During the three months since the previous comScore report, Google’s Android-based phones gained a total of 4.0 percentage points of the market, taking share from all others, especially from Microsoft.  (According to other reports, Android has already surpassed Microsoft.)

cellphone  feature usage

social networking or blog     20.8% of users, up 2.6 points over the past three months

browser     39.1%,     up 2.3 points

smartphone share growth      up 2.3 points

downloaded apps     30.0%,     up 2.1 points

text message     65.2%,     up 1.4 points

music     14.3%,     up 1.4 points

games    22.5%,      up 0.7 points

This is the most interesting set of figures.  If we look at the incremental changes in smartphone market share and feature usage, it appears that the main changes in behavior are that new smartphone buyers are browsing, blogging, networking and downloading apps with their phones.

There also seems to be a network effect of two types.  First, the larger number of smartphones appears to be boosting the usage of older cellphone possibilities, like texting and playing games–though at a much slower rate than new smartphone adoption. New users also seem to be prodding existing smartphone owners to actually use their phones’ features.  Note particularly that social networking use is almost equal to smartphone ownership, and is growing faster.

investment implications

AAPL is the obvious beneficiary of smartphone trends.  The only issue I have with it is price.

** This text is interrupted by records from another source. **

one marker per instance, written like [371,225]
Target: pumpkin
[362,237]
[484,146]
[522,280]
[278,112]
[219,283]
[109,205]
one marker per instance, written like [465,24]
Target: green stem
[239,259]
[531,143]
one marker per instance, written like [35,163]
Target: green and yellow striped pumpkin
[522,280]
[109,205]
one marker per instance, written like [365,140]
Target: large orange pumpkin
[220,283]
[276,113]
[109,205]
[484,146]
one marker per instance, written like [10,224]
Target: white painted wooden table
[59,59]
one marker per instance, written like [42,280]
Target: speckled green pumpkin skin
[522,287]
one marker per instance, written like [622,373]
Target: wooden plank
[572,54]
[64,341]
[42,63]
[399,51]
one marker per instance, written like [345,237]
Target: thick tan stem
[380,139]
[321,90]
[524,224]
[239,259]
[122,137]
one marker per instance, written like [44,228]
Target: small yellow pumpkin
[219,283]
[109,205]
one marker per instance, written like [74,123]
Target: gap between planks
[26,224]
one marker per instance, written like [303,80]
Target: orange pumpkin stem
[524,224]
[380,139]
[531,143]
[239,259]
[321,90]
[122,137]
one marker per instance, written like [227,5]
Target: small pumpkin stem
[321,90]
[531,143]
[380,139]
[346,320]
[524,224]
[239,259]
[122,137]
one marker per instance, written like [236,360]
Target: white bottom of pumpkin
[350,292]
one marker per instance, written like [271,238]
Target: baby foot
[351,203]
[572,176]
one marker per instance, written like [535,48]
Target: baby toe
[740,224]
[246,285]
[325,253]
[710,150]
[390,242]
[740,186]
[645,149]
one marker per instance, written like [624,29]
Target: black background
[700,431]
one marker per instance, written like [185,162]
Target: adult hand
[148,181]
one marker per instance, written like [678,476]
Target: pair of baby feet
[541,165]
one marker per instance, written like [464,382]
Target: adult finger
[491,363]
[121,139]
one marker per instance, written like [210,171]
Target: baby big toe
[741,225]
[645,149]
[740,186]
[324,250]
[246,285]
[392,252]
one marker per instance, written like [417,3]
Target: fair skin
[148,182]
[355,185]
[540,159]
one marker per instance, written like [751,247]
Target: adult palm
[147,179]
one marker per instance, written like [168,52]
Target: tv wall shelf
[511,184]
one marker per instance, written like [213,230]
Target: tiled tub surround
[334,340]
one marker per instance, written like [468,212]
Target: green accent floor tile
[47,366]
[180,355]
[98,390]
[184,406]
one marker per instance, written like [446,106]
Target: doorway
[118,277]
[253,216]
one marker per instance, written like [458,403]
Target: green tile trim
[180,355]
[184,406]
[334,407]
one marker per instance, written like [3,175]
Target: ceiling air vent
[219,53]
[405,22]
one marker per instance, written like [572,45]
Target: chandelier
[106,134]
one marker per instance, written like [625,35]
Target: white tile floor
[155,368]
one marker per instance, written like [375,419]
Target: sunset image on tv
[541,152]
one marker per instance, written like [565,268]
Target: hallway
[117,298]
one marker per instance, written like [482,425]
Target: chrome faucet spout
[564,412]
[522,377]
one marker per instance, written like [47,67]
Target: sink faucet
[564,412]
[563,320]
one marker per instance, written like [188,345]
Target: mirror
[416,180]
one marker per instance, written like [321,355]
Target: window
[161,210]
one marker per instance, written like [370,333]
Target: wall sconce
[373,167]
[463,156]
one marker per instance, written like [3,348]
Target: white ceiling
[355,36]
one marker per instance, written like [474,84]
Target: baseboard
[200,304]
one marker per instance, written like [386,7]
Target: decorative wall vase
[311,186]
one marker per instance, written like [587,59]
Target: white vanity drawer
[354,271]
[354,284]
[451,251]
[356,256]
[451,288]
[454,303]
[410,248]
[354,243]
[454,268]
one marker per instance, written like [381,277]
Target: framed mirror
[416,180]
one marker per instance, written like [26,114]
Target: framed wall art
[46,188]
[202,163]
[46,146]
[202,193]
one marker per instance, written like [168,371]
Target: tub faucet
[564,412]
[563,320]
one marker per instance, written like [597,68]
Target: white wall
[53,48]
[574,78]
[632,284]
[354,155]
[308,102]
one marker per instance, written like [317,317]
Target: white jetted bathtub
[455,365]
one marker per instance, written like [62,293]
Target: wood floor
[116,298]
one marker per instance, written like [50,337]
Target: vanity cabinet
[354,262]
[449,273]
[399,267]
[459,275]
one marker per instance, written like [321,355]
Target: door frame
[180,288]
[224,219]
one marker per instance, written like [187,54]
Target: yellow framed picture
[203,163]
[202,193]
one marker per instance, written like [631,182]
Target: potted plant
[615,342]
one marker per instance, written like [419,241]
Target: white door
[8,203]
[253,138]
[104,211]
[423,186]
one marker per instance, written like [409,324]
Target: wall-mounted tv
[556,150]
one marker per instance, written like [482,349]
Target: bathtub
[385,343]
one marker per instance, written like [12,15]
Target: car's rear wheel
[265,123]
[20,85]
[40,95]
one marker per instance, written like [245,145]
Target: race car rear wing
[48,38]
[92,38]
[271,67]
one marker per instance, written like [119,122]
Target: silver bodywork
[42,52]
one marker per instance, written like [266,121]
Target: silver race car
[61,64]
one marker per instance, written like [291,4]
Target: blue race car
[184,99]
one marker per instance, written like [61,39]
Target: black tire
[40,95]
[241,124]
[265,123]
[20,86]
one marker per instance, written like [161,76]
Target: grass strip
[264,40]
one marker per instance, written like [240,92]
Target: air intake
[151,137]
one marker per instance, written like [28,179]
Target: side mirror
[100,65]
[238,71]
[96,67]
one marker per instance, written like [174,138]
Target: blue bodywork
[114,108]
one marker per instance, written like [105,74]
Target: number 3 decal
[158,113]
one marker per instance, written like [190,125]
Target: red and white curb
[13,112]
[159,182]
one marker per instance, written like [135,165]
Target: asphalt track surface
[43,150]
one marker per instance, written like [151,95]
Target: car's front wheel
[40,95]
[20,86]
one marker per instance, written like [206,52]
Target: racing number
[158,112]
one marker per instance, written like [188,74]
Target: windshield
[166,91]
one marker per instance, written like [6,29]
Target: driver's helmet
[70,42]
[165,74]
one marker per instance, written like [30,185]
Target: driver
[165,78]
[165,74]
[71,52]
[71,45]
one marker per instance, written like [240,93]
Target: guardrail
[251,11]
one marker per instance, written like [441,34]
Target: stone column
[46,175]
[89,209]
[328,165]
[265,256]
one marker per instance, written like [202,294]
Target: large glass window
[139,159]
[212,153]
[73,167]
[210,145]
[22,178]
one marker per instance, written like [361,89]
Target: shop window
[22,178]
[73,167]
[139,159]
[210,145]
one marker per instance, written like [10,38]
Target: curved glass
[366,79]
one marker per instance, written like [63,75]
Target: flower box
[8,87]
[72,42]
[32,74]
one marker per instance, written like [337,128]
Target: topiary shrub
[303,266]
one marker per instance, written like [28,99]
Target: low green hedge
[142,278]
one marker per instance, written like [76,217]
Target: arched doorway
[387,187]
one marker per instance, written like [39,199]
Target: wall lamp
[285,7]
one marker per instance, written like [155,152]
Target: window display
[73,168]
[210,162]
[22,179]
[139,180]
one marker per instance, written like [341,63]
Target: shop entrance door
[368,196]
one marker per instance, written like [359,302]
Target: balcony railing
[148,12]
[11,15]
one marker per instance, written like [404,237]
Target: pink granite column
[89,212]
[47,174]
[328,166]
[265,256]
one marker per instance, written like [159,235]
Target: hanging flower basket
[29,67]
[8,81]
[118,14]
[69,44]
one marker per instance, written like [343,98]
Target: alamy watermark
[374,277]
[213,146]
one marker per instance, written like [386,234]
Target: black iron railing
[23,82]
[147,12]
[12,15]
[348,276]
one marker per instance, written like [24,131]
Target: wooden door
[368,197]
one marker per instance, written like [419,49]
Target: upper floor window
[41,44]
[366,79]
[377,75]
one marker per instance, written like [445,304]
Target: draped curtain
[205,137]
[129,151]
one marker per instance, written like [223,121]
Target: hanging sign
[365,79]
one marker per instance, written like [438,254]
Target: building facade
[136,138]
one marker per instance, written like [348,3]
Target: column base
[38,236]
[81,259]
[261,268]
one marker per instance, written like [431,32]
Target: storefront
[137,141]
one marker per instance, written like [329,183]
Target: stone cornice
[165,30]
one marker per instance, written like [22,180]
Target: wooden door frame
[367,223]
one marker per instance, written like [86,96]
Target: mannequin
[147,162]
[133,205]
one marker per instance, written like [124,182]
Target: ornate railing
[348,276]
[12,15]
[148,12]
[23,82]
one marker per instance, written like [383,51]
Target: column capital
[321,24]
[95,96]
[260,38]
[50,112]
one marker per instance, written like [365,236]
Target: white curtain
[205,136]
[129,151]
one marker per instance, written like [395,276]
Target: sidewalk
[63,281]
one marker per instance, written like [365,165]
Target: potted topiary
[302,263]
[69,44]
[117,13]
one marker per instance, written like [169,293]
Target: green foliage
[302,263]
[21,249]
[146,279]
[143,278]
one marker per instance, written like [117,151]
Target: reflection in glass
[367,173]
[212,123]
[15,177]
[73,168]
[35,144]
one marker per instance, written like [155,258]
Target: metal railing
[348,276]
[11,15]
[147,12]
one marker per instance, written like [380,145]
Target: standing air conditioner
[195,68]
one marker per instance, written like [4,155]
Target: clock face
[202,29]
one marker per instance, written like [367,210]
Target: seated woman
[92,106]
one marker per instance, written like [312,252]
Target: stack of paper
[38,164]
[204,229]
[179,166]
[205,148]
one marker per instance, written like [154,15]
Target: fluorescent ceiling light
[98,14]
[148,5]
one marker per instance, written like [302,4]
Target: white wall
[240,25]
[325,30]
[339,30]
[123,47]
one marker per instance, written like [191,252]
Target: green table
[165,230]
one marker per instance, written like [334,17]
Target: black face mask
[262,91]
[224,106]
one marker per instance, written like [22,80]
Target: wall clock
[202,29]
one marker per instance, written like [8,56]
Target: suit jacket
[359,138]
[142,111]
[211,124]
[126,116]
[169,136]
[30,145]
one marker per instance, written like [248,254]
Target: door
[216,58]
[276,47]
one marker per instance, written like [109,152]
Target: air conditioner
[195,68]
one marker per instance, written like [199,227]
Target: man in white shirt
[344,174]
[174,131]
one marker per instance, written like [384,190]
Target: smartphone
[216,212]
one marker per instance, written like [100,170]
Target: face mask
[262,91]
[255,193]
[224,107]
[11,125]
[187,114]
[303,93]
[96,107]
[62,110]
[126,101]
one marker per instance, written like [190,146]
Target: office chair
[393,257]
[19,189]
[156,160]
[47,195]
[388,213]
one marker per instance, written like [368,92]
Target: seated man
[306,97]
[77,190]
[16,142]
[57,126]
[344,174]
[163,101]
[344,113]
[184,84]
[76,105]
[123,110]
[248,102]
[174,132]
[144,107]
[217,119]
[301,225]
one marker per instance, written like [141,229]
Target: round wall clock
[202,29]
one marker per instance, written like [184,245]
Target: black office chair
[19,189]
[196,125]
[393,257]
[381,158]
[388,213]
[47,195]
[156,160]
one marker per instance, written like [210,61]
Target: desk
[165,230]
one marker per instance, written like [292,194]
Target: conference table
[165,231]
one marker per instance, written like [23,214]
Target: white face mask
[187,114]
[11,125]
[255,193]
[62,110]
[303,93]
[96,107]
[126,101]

I can’t work up any enthusiasm for Nokia, which has understood the smartphone phenomenon for many years but been unable to execute.  Phones are irrelevant for MSFT, other than to underscore its chronic inability to capitalize on its brand name and the dominant position it has had with consumers and businesses in the PC arena for twenty years.  RIMM’s strong business franchise is a plus for it, but the company is still a question mark in its ability to keep pace with AAPL.

Another investment avenue is the network operators.  The best is VZN, I think, but to get its share of the wireless joint venture with Vodafone you have to accept a piece of its fixed-line and cable/internet arm.  No thank you.

Absent pure social networking stocks on Wall Street, the last approach is through component manufacturers.  The strongest of these is Samsung Electronics, in my opinion.  The company is a superb manufacturer, so it’s also possible it will be able to follow HTC of Taiwan in producing attractive smartphones.  Both Samsung and HTC trade in quirky markets that are not for the faint of heart, however.  So this may be one case where the best investment is just to buy a smartphone (I own an Android) and enjoy it.